About twenty years ago, during a fit of reading 19th century literature, I re-read The Three Musketeers and went on to read Twenty Years After and The Vicomte of Bragelonne: Ten Years Later. Being older and (maybe) wiser, I found it harder to identify with d’Artagnan or to ignore the way women were treated in the story. By then I’d spent enough time in martial arts to have some skill with a sword and an understanding of how women can fight, so I began to play with the idea of swordswomen in a world with the monarchy and politics of Dumas’s.
That led to the short story “A Mere Scutcheon,” in which Anna d’Gart of the Queen’s Guard retrieves a necklace for Her Majesty and must deal with a witch to do so. When Nick Gevers bought it for my collection Conscientious Inconsistencies at PS Publishing, he said he thought it would make a good novel. It took another ten years, but For the Good of the Realm is now a book.
The original Big Idea, of course, was to have swordswomen protecting the Queen and swordsmen the King. Early in the book, Guardswomen Anna and her friend Asamir become frenemies with two members of the King’s Guard. The intrigues of the Realm, compounded by the use of magic despite the ban on it, put the royals and indeed the whole country at risk. With Anna in the lead, the four must take action to protect the Realm without letting Their Majesties know about the threats from magic.
Here’s the thing about writing stories, even adventure stories: they turn out to be about much more than the place where they start. Yes, this is an adventure story in which women get to have the adventures, but it is also a story about a world in which what people do with their lives is not dictated by their gender. Further, the people of the Realm, which sits at a crossroads of many other countries, originally came from many other parts of the world to build a culture that includes a wide variety of skin colors and general appearance.
While the Realm is far from a utopia – it is a monarchy only recently reunited after more than a century of division, with a powerful Hierophante ruling the church, nobles who abuse their privileges, and pockets of serious poverty – misogyny and racism do not trouble it. The first born children of rulers and nobles inherit their rank, so class divides still exist, but anyone with sufficient skill can become a soldier. What started as a simple story of women having adventures became a story in which women have power and agency that, while it is constricted by politics, nature, and magic, is not governed by societal rules about their proper place.
A fantasy, perhaps, to think a world might exist that doesn’t police gender or limit opportunity by skin color and ethnicity, but the purpose of speculative fiction of all kinds is to ask “what if?” A story can be a light-hearted adventure and still bring up important ideas. And that’s a very Big Idea indeed.
For the Good of the Realm: Amazon|Barnes & Noble|Indiebound|Powell’s
Read an excerpt. Visit the author’s website or blog.
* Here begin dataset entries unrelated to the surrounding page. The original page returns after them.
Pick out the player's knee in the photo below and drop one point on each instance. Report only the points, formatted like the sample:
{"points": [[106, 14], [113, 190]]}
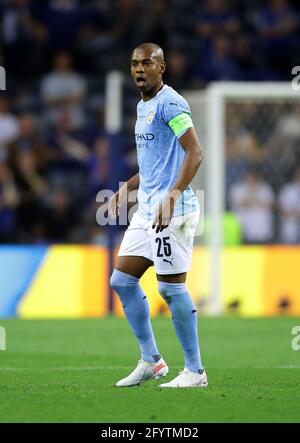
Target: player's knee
{"points": [[120, 279], [169, 290]]}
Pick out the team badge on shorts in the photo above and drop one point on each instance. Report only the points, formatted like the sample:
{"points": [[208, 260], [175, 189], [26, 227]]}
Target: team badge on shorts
{"points": [[150, 117]]}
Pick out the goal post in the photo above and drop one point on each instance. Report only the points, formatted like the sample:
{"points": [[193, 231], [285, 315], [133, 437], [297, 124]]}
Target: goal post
{"points": [[274, 96]]}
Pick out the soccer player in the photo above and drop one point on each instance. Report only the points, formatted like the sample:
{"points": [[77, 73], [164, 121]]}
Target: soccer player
{"points": [[161, 232]]}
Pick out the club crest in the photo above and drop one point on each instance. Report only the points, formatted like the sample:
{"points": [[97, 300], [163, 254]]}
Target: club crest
{"points": [[150, 117]]}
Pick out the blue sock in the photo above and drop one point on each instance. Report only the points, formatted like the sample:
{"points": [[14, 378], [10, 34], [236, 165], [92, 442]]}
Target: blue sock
{"points": [[184, 316], [136, 309]]}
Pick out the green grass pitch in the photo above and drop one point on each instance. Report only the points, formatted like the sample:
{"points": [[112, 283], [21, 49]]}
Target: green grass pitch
{"points": [[65, 370]]}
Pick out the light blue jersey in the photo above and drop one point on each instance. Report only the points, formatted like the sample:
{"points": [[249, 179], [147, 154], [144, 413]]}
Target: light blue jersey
{"points": [[160, 155]]}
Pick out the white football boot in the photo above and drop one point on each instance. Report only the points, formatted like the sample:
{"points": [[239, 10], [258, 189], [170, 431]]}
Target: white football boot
{"points": [[143, 372], [187, 379]]}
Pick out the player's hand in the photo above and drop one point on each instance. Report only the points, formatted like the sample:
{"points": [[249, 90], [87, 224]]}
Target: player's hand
{"points": [[113, 206], [116, 201], [163, 215]]}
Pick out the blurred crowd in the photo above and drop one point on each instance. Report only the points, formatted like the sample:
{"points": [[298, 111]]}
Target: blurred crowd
{"points": [[53, 147], [263, 169]]}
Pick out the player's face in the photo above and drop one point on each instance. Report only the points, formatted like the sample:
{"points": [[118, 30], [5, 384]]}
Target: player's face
{"points": [[146, 70]]}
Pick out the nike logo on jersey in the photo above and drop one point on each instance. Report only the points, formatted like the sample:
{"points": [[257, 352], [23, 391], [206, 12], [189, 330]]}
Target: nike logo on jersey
{"points": [[169, 261]]}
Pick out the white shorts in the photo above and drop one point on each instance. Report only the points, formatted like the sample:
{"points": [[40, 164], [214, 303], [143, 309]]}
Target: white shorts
{"points": [[170, 250]]}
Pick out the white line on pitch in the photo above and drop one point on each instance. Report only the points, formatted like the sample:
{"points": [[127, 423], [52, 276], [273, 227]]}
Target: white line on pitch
{"points": [[116, 368]]}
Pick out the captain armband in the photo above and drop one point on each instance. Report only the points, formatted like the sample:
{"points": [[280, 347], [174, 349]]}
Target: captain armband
{"points": [[180, 123]]}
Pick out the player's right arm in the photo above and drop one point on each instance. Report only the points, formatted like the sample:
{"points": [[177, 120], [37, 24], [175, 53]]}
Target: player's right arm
{"points": [[121, 195]]}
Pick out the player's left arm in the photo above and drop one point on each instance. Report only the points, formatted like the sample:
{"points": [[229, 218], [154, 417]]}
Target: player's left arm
{"points": [[193, 158]]}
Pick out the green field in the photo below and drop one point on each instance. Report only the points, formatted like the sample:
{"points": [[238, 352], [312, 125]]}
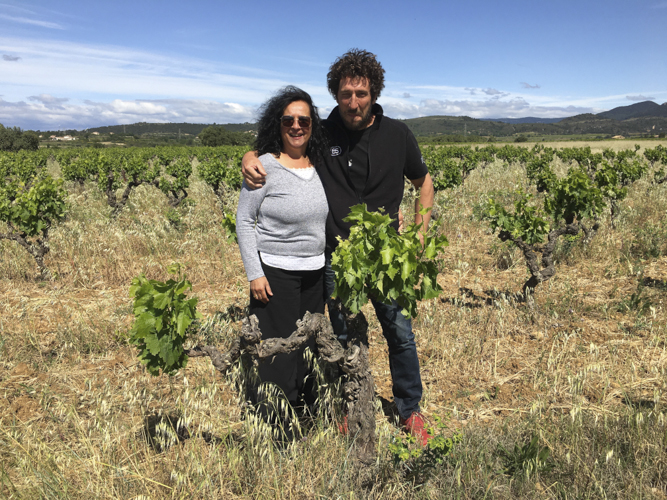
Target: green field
{"points": [[583, 369]]}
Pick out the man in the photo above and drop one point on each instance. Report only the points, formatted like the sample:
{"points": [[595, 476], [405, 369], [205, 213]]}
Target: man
{"points": [[369, 157]]}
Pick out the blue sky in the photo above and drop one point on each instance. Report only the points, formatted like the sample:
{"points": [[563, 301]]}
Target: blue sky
{"points": [[82, 64]]}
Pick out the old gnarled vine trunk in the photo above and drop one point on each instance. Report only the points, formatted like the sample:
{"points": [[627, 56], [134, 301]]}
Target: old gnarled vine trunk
{"points": [[358, 386]]}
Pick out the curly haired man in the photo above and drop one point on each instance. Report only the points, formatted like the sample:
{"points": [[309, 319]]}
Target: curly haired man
{"points": [[368, 158]]}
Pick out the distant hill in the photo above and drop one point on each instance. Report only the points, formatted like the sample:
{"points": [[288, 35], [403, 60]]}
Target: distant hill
{"points": [[636, 119], [638, 110], [528, 119], [640, 118]]}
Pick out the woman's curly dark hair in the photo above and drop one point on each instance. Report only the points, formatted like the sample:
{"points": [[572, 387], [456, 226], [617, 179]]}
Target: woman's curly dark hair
{"points": [[356, 63], [269, 139]]}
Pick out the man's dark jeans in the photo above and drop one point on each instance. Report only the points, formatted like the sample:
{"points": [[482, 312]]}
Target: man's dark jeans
{"points": [[397, 329]]}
Follow her on Twitter.
I may have to request this from ILL! Nobody is doing Dumas anymore except Brust (who also has equal-opportunity mayhem).
I should note that lack of height and reach in a duel means that you must risk a touch before you can score on a bigger opponent, which is a disadvantage for many women (or anyone up against Porthos), I’m not saying there can’t be female soldiers (there were, officially or not), but they often have less margin of error in close combat.
I’m so happy to see that Twenty Years After and The Vicomte of Bragelonne: Ten Years Later have not been completely forgotten.
Also, growing up I, too, was forced to identify with male protagonists in science fiction. [shakes cane] You youngsters don’t know how good you’ve got it.